Почему выборы являются каналом обратной связи? Я сейчас даже не беру в расчёт такую их функцию, как ротация, смена власти. Выборы — лучший вид соцопроса. Они показывают, кого именно люди готовы поддержать, какой набор проблем их действительно интересует, насколько вообще они доверяют политической системе. Показатель этого — явка.
Это не линейная зависимость, когда все плохо — явка низкая, а если лучше — она выше. Здесь другая зависимость. Сверхвысокая явка — это ведь тоже признак некоего излишнего общественного напряжения, которое может быть деструктивным.
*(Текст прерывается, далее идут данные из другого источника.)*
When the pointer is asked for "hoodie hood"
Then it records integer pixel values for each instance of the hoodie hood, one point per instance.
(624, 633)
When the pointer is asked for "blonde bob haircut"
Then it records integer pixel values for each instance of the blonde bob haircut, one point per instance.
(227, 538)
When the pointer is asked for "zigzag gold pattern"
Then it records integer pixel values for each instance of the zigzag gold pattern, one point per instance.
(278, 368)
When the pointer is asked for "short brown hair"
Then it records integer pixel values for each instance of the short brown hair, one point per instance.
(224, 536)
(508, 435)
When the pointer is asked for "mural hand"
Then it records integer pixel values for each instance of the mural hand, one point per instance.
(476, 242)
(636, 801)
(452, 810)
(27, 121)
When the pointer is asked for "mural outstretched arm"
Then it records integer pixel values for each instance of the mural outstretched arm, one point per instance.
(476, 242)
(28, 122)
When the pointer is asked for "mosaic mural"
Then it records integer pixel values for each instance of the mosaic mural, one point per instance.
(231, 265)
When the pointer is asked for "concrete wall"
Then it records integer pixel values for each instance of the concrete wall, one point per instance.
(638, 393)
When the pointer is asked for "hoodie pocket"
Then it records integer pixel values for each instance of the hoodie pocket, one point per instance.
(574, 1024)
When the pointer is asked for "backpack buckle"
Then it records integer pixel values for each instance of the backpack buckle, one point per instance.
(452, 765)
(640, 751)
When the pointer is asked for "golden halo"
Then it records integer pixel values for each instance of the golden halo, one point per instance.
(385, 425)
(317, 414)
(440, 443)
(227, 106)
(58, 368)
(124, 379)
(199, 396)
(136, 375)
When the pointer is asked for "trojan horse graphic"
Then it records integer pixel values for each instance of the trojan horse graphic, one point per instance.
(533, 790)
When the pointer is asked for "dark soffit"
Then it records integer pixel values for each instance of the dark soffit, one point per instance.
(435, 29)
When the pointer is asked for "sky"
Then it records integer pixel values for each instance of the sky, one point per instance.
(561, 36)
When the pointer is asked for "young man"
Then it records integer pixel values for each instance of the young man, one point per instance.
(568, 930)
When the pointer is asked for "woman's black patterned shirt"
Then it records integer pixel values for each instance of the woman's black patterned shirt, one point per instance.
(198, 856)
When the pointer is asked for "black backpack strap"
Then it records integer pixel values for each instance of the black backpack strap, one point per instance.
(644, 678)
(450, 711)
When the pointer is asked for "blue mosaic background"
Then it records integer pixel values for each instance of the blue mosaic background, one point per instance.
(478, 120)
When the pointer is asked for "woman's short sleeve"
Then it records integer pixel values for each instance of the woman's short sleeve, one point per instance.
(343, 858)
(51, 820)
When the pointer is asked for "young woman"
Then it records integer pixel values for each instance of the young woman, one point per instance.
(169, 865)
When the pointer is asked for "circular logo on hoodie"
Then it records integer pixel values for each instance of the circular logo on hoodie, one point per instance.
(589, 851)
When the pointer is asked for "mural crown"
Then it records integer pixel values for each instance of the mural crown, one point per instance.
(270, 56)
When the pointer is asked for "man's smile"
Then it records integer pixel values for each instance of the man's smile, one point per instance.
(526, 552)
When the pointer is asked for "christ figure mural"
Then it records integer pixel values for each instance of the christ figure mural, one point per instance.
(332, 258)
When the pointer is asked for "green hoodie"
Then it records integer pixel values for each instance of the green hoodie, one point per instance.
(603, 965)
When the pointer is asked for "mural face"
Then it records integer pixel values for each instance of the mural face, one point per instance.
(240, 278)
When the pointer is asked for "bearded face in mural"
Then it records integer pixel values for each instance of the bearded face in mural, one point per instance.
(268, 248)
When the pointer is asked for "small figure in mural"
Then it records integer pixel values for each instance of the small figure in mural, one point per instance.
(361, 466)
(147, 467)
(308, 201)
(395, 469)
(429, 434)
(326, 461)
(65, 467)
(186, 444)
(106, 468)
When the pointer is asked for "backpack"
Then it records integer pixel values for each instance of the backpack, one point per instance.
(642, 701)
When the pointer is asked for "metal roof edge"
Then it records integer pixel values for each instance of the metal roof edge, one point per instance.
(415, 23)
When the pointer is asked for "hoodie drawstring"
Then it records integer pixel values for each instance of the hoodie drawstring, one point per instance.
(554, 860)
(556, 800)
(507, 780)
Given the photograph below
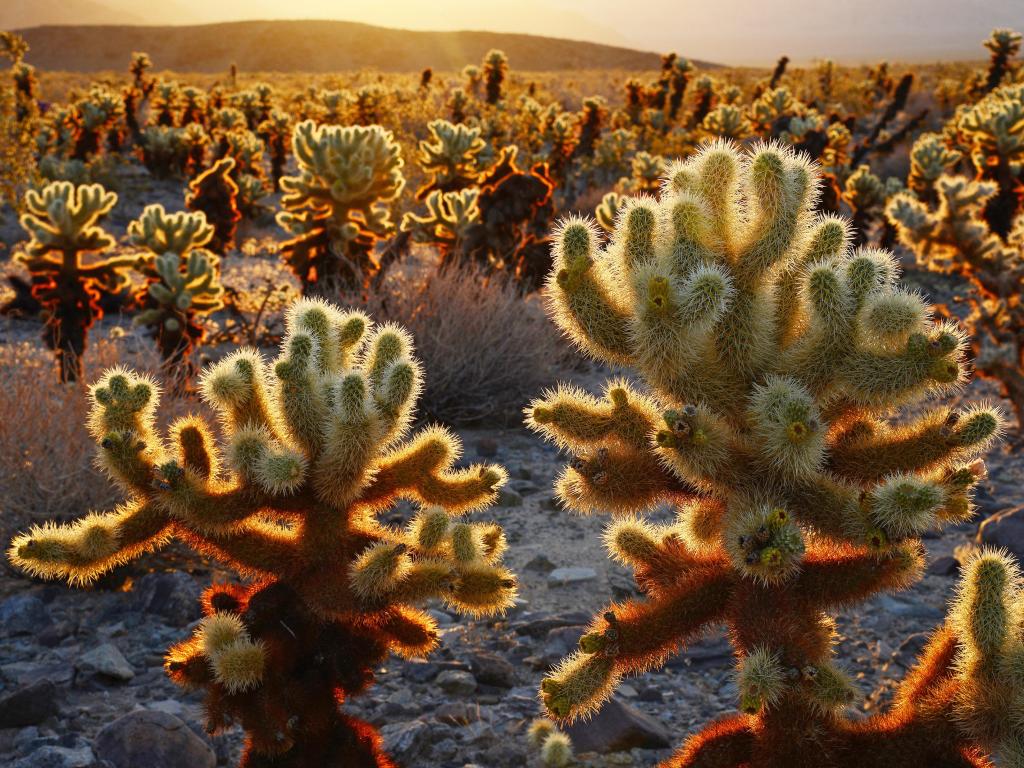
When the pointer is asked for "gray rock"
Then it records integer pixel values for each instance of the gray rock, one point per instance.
(29, 706)
(1005, 529)
(456, 682)
(617, 727)
(173, 596)
(24, 614)
(907, 609)
(406, 741)
(540, 564)
(57, 757)
(146, 738)
(570, 574)
(509, 498)
(945, 565)
(491, 669)
(105, 660)
(486, 446)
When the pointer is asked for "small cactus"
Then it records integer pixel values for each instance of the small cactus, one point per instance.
(182, 284)
(64, 223)
(314, 450)
(336, 205)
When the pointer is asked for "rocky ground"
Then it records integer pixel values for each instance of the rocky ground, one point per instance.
(82, 684)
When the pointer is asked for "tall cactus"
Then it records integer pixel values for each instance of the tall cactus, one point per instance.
(182, 284)
(314, 450)
(64, 223)
(336, 206)
(772, 357)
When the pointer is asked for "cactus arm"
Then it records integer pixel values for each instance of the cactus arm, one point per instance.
(572, 419)
(938, 438)
(422, 470)
(728, 742)
(82, 551)
(833, 579)
(253, 548)
(620, 478)
(581, 299)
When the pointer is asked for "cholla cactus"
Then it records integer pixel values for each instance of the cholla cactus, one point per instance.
(314, 450)
(931, 157)
(335, 207)
(726, 121)
(450, 217)
(773, 355)
(182, 284)
(866, 195)
(992, 135)
(457, 103)
(1003, 44)
(496, 66)
(215, 195)
(163, 152)
(607, 210)
(953, 237)
(555, 748)
(451, 156)
(62, 221)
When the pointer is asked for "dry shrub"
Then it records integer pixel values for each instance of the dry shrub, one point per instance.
(485, 348)
(46, 455)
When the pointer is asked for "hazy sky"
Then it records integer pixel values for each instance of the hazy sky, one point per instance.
(734, 32)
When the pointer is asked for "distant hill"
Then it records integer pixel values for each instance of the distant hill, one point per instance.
(311, 46)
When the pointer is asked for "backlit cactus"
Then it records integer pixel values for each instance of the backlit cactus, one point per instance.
(182, 284)
(773, 356)
(314, 449)
(496, 66)
(952, 236)
(451, 156)
(64, 223)
(336, 207)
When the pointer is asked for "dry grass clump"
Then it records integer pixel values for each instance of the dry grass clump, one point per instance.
(46, 455)
(486, 349)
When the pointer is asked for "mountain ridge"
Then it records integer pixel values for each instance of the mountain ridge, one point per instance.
(312, 46)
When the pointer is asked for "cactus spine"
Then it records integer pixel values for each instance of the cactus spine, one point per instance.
(772, 354)
(314, 449)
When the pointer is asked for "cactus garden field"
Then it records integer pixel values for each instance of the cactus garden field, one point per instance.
(496, 417)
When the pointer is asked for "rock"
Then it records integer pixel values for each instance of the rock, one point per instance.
(486, 448)
(907, 609)
(172, 595)
(1005, 529)
(153, 739)
(540, 564)
(617, 727)
(509, 498)
(491, 669)
(57, 757)
(24, 614)
(570, 574)
(105, 660)
(406, 741)
(29, 706)
(561, 641)
(945, 565)
(456, 682)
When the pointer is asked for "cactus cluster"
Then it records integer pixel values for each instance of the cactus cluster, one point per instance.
(62, 221)
(336, 205)
(773, 357)
(314, 449)
(182, 284)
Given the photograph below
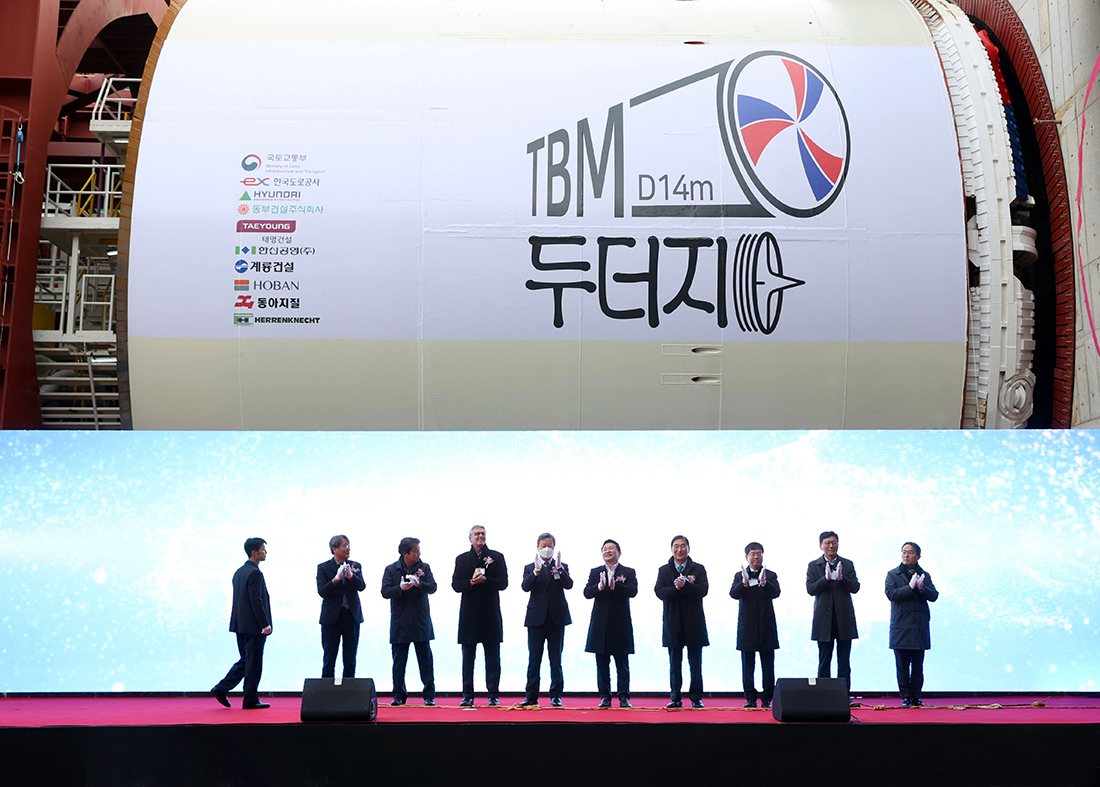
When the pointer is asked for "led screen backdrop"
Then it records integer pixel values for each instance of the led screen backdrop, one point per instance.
(117, 549)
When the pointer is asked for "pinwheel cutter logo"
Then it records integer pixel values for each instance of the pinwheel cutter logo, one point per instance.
(790, 130)
(771, 116)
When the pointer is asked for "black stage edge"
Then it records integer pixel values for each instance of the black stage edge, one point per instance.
(985, 755)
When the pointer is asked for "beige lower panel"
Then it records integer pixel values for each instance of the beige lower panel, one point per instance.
(350, 384)
(273, 384)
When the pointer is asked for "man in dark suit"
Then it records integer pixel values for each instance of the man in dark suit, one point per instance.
(339, 582)
(832, 580)
(480, 576)
(408, 583)
(546, 579)
(755, 589)
(910, 590)
(681, 585)
(611, 631)
(251, 620)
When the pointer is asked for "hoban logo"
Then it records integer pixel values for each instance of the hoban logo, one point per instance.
(748, 139)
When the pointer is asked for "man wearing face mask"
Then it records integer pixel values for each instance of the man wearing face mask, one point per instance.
(611, 631)
(755, 589)
(832, 580)
(546, 579)
(910, 590)
(681, 585)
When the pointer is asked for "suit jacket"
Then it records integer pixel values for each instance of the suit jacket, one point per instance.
(333, 593)
(480, 610)
(547, 603)
(611, 630)
(684, 622)
(909, 610)
(832, 594)
(252, 609)
(409, 616)
(756, 614)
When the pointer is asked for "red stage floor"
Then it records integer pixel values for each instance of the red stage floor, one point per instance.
(152, 711)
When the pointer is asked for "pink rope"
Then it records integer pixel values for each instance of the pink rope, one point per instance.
(1080, 214)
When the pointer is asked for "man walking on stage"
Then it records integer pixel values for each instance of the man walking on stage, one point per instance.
(480, 576)
(546, 579)
(832, 580)
(611, 631)
(755, 589)
(681, 585)
(339, 582)
(251, 620)
(408, 583)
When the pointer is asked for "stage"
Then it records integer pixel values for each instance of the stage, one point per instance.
(117, 740)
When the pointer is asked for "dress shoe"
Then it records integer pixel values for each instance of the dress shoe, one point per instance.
(220, 696)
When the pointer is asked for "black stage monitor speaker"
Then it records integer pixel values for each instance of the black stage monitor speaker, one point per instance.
(811, 699)
(351, 700)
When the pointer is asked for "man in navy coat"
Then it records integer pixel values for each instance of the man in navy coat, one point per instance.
(755, 589)
(546, 579)
(408, 583)
(910, 590)
(832, 580)
(681, 585)
(480, 576)
(611, 631)
(339, 583)
(251, 620)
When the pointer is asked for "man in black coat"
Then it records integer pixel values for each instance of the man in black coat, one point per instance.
(408, 583)
(546, 579)
(755, 590)
(681, 585)
(339, 582)
(910, 590)
(251, 620)
(611, 631)
(832, 580)
(480, 575)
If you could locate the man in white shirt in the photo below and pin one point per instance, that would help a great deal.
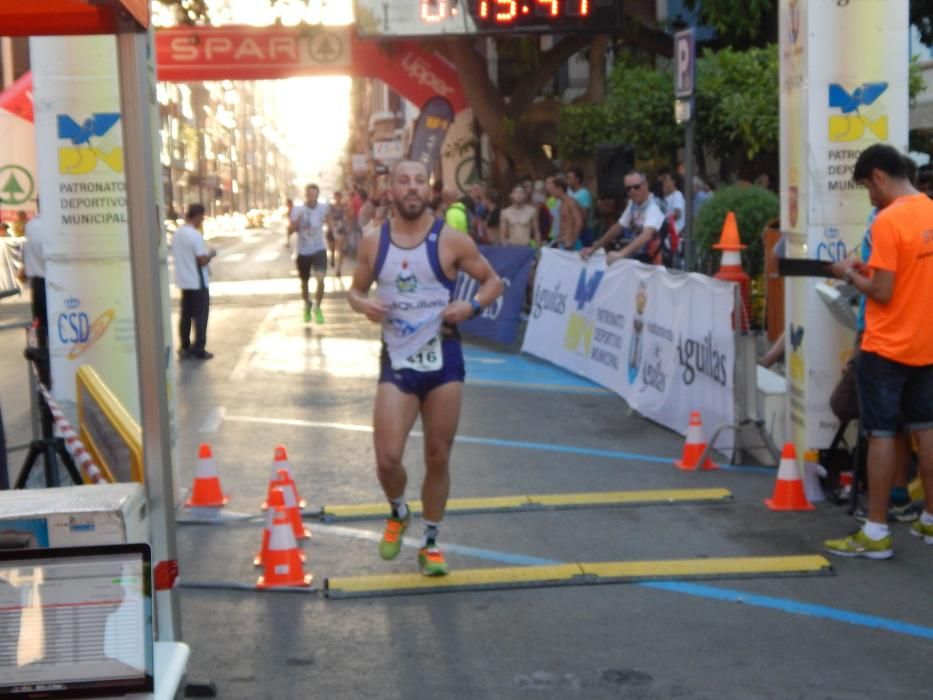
(673, 198)
(639, 226)
(192, 257)
(34, 271)
(307, 220)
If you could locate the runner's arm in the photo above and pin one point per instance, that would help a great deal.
(363, 277)
(640, 240)
(469, 260)
(608, 237)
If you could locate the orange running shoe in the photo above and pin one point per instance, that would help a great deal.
(391, 543)
(432, 561)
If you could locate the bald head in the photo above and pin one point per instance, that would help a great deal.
(410, 188)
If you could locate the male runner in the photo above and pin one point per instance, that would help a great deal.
(308, 221)
(415, 259)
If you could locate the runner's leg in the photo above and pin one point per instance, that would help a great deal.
(440, 414)
(394, 415)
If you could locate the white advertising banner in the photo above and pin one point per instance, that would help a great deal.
(843, 88)
(83, 213)
(662, 341)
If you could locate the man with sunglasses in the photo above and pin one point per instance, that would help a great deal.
(637, 228)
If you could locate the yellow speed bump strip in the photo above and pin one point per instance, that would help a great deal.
(557, 501)
(577, 575)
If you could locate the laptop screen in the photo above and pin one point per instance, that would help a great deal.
(75, 622)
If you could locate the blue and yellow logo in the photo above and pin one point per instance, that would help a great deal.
(92, 142)
(579, 329)
(860, 110)
(405, 281)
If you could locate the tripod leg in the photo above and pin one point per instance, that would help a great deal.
(35, 449)
(69, 463)
(51, 465)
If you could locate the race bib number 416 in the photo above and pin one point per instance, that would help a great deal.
(428, 359)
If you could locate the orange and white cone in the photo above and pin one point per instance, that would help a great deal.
(206, 491)
(276, 478)
(788, 489)
(293, 513)
(282, 559)
(276, 504)
(694, 446)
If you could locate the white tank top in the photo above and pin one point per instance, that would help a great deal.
(413, 286)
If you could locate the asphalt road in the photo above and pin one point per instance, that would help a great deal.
(866, 632)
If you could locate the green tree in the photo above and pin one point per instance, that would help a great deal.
(737, 108)
(638, 110)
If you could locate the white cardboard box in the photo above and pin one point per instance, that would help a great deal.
(73, 516)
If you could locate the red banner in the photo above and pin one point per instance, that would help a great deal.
(269, 53)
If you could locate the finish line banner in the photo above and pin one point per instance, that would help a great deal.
(662, 341)
(500, 321)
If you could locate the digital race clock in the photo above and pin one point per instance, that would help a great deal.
(506, 14)
(438, 17)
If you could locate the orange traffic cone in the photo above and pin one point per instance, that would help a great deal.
(730, 267)
(279, 464)
(293, 513)
(276, 504)
(788, 489)
(694, 446)
(206, 492)
(282, 560)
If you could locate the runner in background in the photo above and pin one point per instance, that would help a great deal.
(340, 227)
(307, 220)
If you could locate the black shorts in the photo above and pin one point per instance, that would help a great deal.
(421, 384)
(892, 395)
(316, 261)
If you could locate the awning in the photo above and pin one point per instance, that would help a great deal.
(68, 17)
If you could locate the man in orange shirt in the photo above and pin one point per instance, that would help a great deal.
(895, 368)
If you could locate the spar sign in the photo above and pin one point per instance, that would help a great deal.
(662, 341)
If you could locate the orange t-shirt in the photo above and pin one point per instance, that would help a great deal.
(902, 243)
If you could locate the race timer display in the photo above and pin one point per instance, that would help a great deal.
(531, 15)
(426, 18)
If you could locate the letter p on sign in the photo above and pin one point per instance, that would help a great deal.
(684, 63)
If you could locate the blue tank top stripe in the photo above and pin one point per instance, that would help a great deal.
(385, 237)
(434, 256)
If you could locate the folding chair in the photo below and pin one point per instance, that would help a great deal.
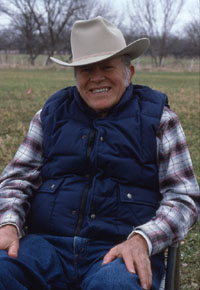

Почему важны три признака, которые я назвала: регулярность, конкурентность, или свобода, и многоуровневость? Если выборы проходят раз в 10 лет, то такой интервал не позволяет своевременно реагировать на значимые изменения в социуме. Выборы должны проходить с адекватной периодичностью регулярно, чтобы вовремя корректировать социально-политическую среду. Свобода и конкурентность — это более или менее понятно. Если выборы устраиваются с ограниченным числом кандидатов, которых власть сама же отбирает, то это имитация процесса. И многоуровневость. Самые важные выборы — это выборы муниципальные. Вторые по значимости — региональные. Там власть наиболее близка к людям, известны проблемы, которые затрагивают их в реальной жизни, люди смотрят власти в глаза. На уровне федеральном люди голосуют за образ, за бренд, за некую политическую идею, на уровне местном — за проблематику.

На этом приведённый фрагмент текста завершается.